Tornar efetivas as medidas destinadas a permitir que as empresas tenham mais resistência à crise estava sendo um dos mais difíceis desafios do Ministério da Economia

Redação, O Estado de S.Paulo

23 de agosto de 2020 | 03h00

O dinheiro dos programas especiais de crédito criados pelo governo para as empresas poderem enfrentar a pandemia do novo coronavírus está, afinal, chegando àqueles que realmente dele necessitam. Tornar efetivas as medidas destinadas a permitir que as empresas, em particular as micro e pequenas, tenham mais resistência à crise estava sendo um dos mais difíceis desafios do Ministério da Economia. O dinheiro está chegando à ponta, anunciou o ministro da Economia, Paulo Guedes, na cerimônia de sanção das leis que resultaram da aprovação de duas medidas provisórias que tratam do assunto.
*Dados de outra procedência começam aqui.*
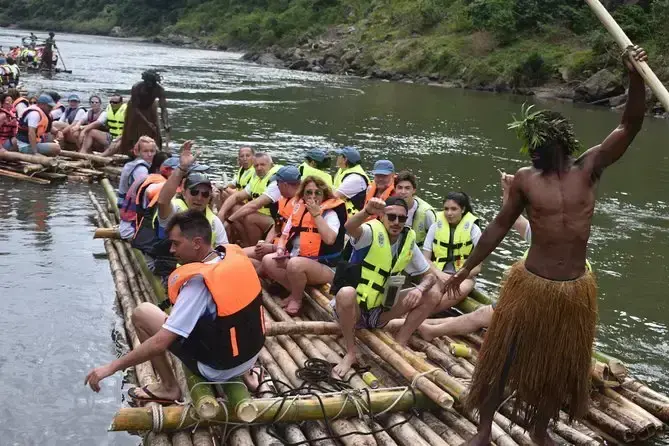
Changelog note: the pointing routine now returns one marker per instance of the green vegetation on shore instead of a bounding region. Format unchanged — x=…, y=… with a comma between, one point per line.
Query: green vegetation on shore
x=518, y=43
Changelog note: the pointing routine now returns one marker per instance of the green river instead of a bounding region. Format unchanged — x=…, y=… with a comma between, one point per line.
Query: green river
x=56, y=309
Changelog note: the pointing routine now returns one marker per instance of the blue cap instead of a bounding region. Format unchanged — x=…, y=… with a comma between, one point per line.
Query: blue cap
x=46, y=99
x=383, y=167
x=317, y=155
x=287, y=174
x=350, y=153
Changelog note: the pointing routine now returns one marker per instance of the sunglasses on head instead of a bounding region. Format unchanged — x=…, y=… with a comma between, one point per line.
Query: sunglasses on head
x=195, y=192
x=400, y=218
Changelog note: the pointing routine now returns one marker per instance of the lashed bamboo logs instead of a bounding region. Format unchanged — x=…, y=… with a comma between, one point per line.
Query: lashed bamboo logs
x=300, y=408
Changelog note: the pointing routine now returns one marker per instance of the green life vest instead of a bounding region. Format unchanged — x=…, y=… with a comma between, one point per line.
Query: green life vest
x=116, y=121
x=378, y=265
x=419, y=224
x=307, y=171
x=457, y=250
x=243, y=177
x=258, y=186
x=356, y=202
x=181, y=204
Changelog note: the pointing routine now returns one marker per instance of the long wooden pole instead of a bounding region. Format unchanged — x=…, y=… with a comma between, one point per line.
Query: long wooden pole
x=623, y=41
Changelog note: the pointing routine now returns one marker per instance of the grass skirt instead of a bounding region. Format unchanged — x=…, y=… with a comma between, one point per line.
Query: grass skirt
x=541, y=338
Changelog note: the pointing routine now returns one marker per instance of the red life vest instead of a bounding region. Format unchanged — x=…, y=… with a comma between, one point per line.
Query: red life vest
x=237, y=333
x=311, y=243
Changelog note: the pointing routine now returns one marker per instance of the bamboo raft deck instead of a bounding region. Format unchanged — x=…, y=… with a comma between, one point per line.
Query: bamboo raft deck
x=426, y=376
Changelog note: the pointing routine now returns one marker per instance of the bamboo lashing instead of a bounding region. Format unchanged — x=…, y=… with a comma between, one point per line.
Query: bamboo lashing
x=624, y=42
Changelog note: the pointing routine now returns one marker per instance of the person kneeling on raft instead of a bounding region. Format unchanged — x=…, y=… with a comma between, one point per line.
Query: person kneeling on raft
x=311, y=242
x=216, y=324
x=368, y=288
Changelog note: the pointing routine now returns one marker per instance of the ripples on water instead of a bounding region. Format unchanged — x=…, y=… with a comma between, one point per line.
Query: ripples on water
x=57, y=299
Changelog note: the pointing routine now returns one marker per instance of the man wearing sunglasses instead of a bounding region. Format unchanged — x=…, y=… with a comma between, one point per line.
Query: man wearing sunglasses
x=196, y=195
x=370, y=294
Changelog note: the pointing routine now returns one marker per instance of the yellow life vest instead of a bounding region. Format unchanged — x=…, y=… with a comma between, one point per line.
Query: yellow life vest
x=355, y=203
x=258, y=186
x=116, y=121
x=378, y=264
x=457, y=250
x=307, y=171
x=419, y=220
x=181, y=204
x=243, y=177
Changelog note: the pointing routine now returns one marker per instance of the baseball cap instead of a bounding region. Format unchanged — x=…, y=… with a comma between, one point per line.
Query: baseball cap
x=383, y=167
x=46, y=99
x=317, y=155
x=195, y=179
x=350, y=154
x=287, y=174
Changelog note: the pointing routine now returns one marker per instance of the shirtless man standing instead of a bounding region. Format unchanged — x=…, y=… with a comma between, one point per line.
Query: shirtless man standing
x=540, y=339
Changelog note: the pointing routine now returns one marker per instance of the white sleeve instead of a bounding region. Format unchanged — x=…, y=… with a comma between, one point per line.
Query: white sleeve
x=219, y=232
x=352, y=185
x=429, y=238
x=365, y=239
x=272, y=191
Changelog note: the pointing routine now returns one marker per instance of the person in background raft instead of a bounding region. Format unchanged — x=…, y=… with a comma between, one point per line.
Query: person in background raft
x=316, y=164
x=421, y=214
x=216, y=327
x=368, y=290
x=350, y=181
x=311, y=243
x=141, y=118
x=539, y=343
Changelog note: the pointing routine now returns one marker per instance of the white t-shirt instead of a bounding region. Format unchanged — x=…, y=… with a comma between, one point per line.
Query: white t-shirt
x=80, y=116
x=216, y=226
x=474, y=233
x=330, y=218
x=417, y=266
x=352, y=185
x=195, y=302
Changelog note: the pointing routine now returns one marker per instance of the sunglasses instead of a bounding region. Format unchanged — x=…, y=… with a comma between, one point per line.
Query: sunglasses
x=400, y=218
x=203, y=193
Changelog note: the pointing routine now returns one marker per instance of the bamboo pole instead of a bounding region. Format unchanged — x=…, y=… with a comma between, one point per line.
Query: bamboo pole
x=303, y=327
x=22, y=177
x=302, y=408
x=623, y=42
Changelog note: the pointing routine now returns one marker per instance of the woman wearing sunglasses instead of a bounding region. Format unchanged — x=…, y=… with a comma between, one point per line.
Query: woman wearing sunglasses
x=449, y=242
x=311, y=242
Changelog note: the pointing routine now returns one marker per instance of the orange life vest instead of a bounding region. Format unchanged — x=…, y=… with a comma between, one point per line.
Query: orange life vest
x=311, y=243
x=238, y=332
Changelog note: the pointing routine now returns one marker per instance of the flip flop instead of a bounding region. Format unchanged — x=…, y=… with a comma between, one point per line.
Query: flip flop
x=132, y=393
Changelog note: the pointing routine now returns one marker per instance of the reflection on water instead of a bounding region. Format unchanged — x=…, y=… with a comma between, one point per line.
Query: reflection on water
x=57, y=299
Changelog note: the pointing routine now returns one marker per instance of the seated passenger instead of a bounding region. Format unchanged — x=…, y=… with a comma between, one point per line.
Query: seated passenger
x=311, y=243
x=316, y=164
x=449, y=242
x=350, y=181
x=367, y=290
x=253, y=219
x=421, y=214
x=216, y=325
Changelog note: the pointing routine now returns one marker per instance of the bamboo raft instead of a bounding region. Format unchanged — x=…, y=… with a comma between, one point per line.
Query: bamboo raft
x=68, y=166
x=414, y=393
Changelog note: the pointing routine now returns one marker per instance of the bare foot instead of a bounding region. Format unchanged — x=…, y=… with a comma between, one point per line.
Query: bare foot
x=344, y=365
De fato, está chegando, mas ainda em volume limitado, de acordo com levantamento feito pelo Broadcast, serviço de informação econômica em tempo real da Agência Estado. Após críticas à demora para a liberação dos financiamentos, o saldo da quantia emprestada superou R$ 34 bilhões.

O ministro disse que não haverá um novo ciclo de medidas de crédito, mas, com os programas já em operação, nos próximos meses virão de R$ 200 bilhões a R$ 300 bilhões. “Vai ter muito crédito para empurrar a economia”, garantiu Guedes.

Redistribuição de recursos já alocados e flexibilização de condições de concessão dos créditos poderão estimular operações maiores que as já realizadas.

Até agora, a iniciativa do governo que mais êxito alcançou foi o Programa de Apoio às Microempresas e Empresas de Pequeno Porte (Pronampe), que consumiu o orçamento de R$ 18,7 bilhões e disporá de mais R$ 12 bilhões. Bancos privados que ainda não haviam aderido ao programa devem participar de sua segunda etapa.

Outros dois programas exclusivamente de crédito, com o objetivo de injetar liquidez no sistema, estão sendo operados. Um deles, o Programa Emergencial de Acesso ao Crédito (Peac), voltado para empresas de porte médio, contabiliza operações que totalizam R$ 11,2 bilhões.

O outro, o Programa Emergencial de Suporte a Empregos (Pese), destinado a empresas com receita bruta anual entre R$ 360 mil e R$ 10 milhões, totaliza, até agora, operações de R$ 4,5 bilhões. A exigência de não demissão para as empresas tomadoras dessa modalidade de empréstimo limitou o alcance do programa. “Flexibilizamos e esperamos mais do que dobrar seu alcance e atingir 200 mil empresas”, previu o ministro da Economia.